The city began advertising the latest job opening in municipal league publications in Maryland, Delaware, Virginia, West Virginia and New Jersey. Applications are being accepted by City Attorney Thomas A. Stansfield until April 28.
The decision on who to hire will be left to the new mayor and council in May.
Taneytown's new city manager will be asked to continue work on the $4 million upgrade of the city's sewage treatment plant, a comprehensive plan for dealing with growth, and economic development initiatives designed to jump-start a stagnant industrial tax base.
For years, municipal leaders around Carroll looked at Taneytown as a beacon of stability. It had the same mayor, the same city manager and many of the same council members occupied their seats for five, 10, 15 years or more.
But then Mr.

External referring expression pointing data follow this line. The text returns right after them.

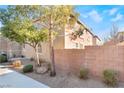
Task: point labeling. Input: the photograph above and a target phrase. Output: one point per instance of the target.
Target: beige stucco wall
(29, 52)
(85, 39)
(10, 47)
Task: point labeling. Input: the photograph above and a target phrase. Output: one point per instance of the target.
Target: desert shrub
(110, 77)
(3, 58)
(84, 73)
(28, 68)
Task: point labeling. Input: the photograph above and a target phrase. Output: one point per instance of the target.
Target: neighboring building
(118, 40)
(12, 49)
(63, 41)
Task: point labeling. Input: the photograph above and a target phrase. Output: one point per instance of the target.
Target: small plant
(28, 68)
(84, 73)
(110, 77)
(32, 59)
(3, 58)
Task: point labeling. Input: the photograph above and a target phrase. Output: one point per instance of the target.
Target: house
(12, 49)
(118, 40)
(64, 41)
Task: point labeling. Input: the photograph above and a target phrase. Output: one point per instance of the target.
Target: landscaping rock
(17, 63)
(42, 69)
(28, 68)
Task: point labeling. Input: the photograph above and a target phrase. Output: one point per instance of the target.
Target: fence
(95, 58)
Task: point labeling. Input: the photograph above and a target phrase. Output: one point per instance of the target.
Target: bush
(110, 77)
(3, 58)
(84, 73)
(28, 68)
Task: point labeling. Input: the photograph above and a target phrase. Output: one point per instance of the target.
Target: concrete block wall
(95, 58)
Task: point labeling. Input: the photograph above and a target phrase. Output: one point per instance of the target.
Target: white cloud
(84, 15)
(118, 17)
(94, 15)
(113, 11)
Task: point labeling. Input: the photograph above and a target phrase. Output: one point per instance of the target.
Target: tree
(113, 33)
(18, 26)
(54, 19)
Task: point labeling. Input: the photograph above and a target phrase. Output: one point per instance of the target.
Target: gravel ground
(62, 80)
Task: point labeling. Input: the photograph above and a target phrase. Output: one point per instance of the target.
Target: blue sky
(100, 17)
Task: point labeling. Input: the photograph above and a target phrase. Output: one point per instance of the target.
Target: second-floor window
(39, 48)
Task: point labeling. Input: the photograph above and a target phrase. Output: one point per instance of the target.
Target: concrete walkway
(12, 79)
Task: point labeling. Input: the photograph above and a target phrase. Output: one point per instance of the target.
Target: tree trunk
(51, 48)
(37, 57)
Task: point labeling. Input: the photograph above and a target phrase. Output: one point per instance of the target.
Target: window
(76, 45)
(39, 48)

Mangini, who is not a Taneytown native, came on the scene, and he and the council didn't hit it off.
"There's a saying that goes something like, 'To get rid of the good people in government, you either shoot them in the head or fire them,' " Mr. Mangini said the night he was fired. "I guess this time I drew the firing."

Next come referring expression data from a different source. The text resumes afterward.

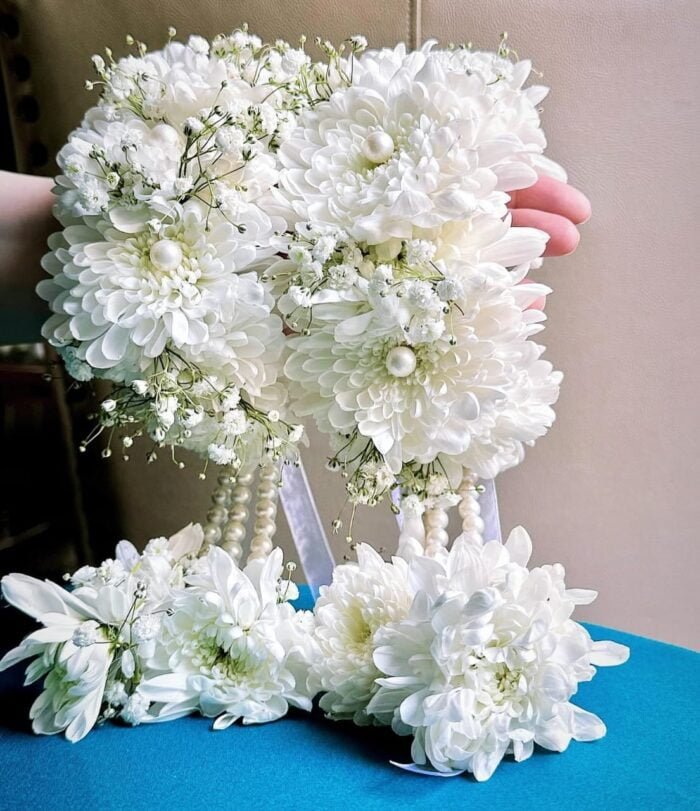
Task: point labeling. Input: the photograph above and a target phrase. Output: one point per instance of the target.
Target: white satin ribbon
(488, 502)
(306, 527)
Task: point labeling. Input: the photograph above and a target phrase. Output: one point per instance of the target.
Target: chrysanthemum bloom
(488, 659)
(414, 350)
(233, 647)
(159, 199)
(418, 140)
(96, 638)
(423, 368)
(363, 597)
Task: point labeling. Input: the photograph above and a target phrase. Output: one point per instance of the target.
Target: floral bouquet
(249, 238)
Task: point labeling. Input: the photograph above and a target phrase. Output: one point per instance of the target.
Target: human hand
(555, 208)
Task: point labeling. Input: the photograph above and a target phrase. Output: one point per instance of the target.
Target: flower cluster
(155, 636)
(161, 205)
(402, 274)
(470, 652)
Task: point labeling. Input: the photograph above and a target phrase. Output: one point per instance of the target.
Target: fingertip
(564, 237)
(580, 207)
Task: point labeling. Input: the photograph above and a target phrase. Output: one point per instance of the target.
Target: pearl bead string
(218, 512)
(469, 509)
(436, 535)
(235, 530)
(411, 537)
(265, 512)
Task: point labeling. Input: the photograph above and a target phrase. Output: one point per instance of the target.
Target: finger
(555, 197)
(563, 234)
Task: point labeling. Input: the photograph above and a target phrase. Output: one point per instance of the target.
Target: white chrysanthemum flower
(161, 203)
(73, 652)
(123, 299)
(233, 647)
(419, 139)
(487, 660)
(98, 633)
(393, 369)
(362, 598)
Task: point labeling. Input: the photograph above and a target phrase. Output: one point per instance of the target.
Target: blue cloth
(648, 760)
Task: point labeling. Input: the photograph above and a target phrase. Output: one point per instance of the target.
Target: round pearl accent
(378, 147)
(401, 361)
(166, 254)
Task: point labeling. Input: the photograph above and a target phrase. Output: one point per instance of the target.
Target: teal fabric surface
(648, 760)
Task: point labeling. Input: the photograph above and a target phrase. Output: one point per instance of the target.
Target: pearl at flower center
(166, 254)
(378, 147)
(401, 361)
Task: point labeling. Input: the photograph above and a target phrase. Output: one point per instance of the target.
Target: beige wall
(612, 491)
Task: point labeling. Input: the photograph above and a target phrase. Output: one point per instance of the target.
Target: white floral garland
(469, 652)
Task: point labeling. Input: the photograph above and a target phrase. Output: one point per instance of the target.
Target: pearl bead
(401, 361)
(166, 254)
(238, 512)
(212, 534)
(378, 147)
(217, 515)
(265, 527)
(234, 533)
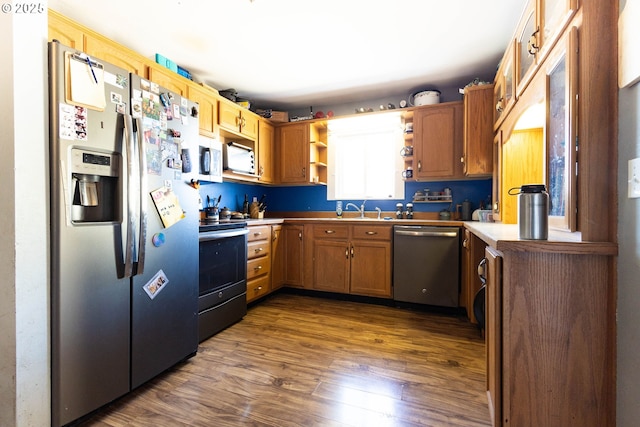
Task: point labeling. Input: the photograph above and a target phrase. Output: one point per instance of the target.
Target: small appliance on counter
(533, 211)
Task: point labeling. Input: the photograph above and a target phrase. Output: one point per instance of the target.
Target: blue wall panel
(314, 198)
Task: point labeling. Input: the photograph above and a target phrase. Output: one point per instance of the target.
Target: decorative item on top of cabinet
(527, 46)
(237, 120)
(77, 36)
(437, 141)
(168, 79)
(504, 88)
(543, 22)
(407, 149)
(110, 51)
(477, 158)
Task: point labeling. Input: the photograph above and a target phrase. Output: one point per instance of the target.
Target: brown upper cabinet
(477, 157)
(208, 107)
(266, 147)
(540, 27)
(504, 88)
(302, 152)
(437, 141)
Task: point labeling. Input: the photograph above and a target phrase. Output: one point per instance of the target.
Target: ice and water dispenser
(95, 183)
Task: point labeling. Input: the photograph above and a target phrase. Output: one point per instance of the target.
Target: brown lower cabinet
(472, 253)
(550, 334)
(353, 259)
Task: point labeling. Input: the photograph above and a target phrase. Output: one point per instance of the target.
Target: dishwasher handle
(426, 233)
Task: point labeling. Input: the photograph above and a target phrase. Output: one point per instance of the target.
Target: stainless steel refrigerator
(124, 231)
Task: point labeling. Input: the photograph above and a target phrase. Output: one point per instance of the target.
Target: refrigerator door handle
(132, 186)
(144, 196)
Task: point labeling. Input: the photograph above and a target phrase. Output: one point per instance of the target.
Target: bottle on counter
(245, 207)
(398, 210)
(254, 209)
(409, 210)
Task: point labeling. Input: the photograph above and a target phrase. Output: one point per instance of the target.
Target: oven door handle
(217, 235)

In Mr. Kendall's case, he and the council had a good relationship, so his resignation took city officials by surprise.
Henry C. Heine, a councilman who is running for mayor, was not expecting Mr. Kendall to leave.
"He was really working well here, I'm sorry to see him go," Mr. Heine said.
Mr. Kendall said he left to face new challenges as a key player in the administration of a city with 345 employees and an annual budget more than 16 times larger than Taneytown's.